Windows 7 – Internet Explorer
Windows 7 – Chrome
(Font smoothing was not enabled on the remote connection when I captured the screenshot)
Windows 7 – Firefox
(Font smoothing was not enabled on the remote connection when I captured the screenshot)
Windows XP – Firefox
(Font smoothing was not enabled on the remote connection when I captured the screenshot)
Mac OS X – Safari
Here we see the Saysettha Web solution with dotted circle, which worked consistently in Windows, fails in Mac OS X. Cross-platform support comes back to haunt us. Get back into that box, O tentacle!
Mac OS X – Chrome
Mac OS X – Firefox
It appears that Firefox is having trouble loading the Saysettha Web font, although the SaysetthaX Web font is loading, so this problem is probably resolvable.
iOS 8.1 – Safari
This is at least consistent with the situation in Safari on Mac OS X 10.8!
Windows Phone 8.1 – Internet Explorer
This is similar, but not identical to Internet Explorer 9 on Windows 7. That would be too easy!
Android 4.3 – Android Browser
Clearly, no Lao font was available on the system, so the web fonts were the only ones that worked.
Android 4.3 – Chrome
Clearly, no Lao font was available on the system, so the web fonts were the only ones that worked.
Android 4.3 – Firefox
Clearly, no Lao font was available on the system. It also appears that Firefox is having trouble loading the Saysettha Web font, although the SaysetthaX Web font is loading, so this problem is probably resolvable.
Conclusion
In summary, the only solution today for on screen keyboards (or character pickers) that works consistently across all browsers is to create a custom font with what can only be classed as a hack, and supply that font for use within those pickers / on screen keyboards.

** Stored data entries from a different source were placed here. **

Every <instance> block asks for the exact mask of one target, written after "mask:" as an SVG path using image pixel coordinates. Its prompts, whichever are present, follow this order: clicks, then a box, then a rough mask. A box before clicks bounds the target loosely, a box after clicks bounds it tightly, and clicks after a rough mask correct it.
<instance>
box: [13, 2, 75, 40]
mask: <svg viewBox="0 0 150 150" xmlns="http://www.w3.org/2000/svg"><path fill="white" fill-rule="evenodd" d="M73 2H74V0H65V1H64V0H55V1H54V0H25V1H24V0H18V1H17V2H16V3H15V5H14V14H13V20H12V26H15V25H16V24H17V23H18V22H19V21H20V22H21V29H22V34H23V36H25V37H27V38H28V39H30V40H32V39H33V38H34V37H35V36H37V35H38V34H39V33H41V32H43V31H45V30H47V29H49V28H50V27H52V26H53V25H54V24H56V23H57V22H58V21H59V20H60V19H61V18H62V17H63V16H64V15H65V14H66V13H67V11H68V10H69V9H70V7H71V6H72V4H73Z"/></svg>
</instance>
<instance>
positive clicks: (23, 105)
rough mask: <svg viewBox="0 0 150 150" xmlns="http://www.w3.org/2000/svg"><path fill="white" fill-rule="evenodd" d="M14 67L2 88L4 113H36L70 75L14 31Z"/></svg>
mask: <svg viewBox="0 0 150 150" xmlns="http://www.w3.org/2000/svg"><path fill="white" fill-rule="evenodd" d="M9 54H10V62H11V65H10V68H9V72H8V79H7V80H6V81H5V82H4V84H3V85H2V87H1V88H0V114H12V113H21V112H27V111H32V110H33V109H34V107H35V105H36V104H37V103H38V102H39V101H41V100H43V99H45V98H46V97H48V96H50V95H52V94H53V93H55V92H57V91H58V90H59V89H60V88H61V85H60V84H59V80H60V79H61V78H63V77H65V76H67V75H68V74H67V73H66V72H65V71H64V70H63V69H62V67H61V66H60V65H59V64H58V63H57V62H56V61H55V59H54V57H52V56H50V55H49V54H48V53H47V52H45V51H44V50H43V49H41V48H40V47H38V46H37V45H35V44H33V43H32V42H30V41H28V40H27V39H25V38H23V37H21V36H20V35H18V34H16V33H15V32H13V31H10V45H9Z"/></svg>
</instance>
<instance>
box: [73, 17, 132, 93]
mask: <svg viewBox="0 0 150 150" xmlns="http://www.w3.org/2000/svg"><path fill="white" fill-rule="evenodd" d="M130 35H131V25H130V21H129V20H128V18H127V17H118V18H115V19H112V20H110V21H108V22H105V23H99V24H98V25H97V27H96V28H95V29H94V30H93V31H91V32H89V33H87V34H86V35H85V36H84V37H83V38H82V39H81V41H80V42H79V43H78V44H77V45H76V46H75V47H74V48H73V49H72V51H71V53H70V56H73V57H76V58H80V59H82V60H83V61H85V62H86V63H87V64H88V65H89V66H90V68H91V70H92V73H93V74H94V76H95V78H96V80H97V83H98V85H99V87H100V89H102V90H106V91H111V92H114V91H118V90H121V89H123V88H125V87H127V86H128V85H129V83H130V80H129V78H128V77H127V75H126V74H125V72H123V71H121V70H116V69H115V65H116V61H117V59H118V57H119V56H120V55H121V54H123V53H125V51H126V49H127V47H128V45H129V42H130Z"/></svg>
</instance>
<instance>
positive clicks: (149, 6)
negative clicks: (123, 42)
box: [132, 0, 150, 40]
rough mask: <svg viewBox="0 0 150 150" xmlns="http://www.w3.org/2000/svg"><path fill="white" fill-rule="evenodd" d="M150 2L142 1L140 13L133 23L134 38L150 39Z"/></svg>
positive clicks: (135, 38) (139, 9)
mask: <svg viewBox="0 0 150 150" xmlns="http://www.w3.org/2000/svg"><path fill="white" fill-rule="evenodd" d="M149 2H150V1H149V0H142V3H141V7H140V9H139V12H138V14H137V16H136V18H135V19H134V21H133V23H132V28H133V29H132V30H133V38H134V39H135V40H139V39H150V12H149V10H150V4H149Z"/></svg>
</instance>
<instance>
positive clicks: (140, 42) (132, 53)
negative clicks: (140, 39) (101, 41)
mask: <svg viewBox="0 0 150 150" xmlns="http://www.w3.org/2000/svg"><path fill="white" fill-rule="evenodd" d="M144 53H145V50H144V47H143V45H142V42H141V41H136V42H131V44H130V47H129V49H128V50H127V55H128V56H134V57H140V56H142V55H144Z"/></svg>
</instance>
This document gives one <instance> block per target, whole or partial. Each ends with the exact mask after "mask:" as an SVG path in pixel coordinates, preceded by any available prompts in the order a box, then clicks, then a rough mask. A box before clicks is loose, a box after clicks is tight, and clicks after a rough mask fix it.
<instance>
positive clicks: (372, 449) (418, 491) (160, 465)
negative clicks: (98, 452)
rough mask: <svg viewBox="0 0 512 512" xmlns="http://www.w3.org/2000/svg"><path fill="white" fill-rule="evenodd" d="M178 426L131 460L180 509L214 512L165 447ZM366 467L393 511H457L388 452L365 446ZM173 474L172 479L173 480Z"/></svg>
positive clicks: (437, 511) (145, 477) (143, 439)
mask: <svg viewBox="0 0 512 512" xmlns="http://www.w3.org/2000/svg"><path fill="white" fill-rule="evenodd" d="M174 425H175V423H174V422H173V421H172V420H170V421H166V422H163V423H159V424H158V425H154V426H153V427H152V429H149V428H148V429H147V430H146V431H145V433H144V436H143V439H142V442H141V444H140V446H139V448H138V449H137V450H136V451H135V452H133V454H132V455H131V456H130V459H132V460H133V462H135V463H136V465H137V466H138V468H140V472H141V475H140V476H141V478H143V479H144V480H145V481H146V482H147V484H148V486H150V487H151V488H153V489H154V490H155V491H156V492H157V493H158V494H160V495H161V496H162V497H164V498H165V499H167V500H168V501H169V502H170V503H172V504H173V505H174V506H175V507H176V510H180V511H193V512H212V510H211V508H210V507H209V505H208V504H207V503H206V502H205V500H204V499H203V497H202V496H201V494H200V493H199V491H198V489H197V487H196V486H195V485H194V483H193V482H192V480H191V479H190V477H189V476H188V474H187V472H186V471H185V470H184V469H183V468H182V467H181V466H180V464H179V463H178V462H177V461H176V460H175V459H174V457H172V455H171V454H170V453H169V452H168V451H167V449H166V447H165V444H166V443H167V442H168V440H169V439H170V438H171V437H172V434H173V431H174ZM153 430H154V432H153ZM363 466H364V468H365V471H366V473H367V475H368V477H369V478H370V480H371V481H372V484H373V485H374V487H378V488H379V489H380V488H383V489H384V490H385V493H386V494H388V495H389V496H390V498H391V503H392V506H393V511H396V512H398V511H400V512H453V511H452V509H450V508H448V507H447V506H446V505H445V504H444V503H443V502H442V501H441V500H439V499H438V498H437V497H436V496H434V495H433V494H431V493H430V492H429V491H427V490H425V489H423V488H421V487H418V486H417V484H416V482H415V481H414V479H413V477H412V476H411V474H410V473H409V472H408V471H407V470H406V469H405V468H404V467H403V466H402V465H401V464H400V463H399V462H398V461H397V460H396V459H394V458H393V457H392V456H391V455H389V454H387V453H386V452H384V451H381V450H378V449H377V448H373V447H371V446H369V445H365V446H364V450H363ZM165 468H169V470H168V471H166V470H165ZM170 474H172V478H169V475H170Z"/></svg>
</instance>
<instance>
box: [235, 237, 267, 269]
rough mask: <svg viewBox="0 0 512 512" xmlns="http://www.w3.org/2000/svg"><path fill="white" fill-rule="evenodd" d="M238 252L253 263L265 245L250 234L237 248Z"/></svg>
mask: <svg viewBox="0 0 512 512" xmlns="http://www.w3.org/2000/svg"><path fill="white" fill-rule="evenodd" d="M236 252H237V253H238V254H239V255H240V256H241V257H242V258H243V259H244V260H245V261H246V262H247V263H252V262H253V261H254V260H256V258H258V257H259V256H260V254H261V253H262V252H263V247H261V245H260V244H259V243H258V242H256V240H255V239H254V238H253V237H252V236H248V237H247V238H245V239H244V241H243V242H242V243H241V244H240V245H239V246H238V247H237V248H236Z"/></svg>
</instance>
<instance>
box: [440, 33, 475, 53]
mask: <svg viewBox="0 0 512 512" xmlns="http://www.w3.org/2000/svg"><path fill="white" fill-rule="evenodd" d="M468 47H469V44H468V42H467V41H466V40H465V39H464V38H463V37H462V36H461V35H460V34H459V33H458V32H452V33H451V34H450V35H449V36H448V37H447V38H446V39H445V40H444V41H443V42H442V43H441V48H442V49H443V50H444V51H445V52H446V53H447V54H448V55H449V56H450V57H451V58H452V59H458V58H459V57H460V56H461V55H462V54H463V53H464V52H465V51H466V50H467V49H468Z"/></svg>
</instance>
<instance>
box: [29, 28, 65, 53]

I certainly agree with Richard that a more formalised solution based on U+00A0 no-break space or U+25CC dotted circle would be fantastic.
A number of fonts take an alternative approach: the default combining character glyph contains the dotted circle, dash or other placeholder, and OT rules substitute an altrrnative glyph and positioned in specific contexts. For some scripts this allows you to display isolated combining characters and visually indicate an invalid character sequence.
Thanks for the comment 🙂 You are right, and that works well in a lot of cases. It has two drawbacks:
The visual indication of an invalid character sequence is valuable. Better than the black boxes that used to appear for Thai rendering in Windows!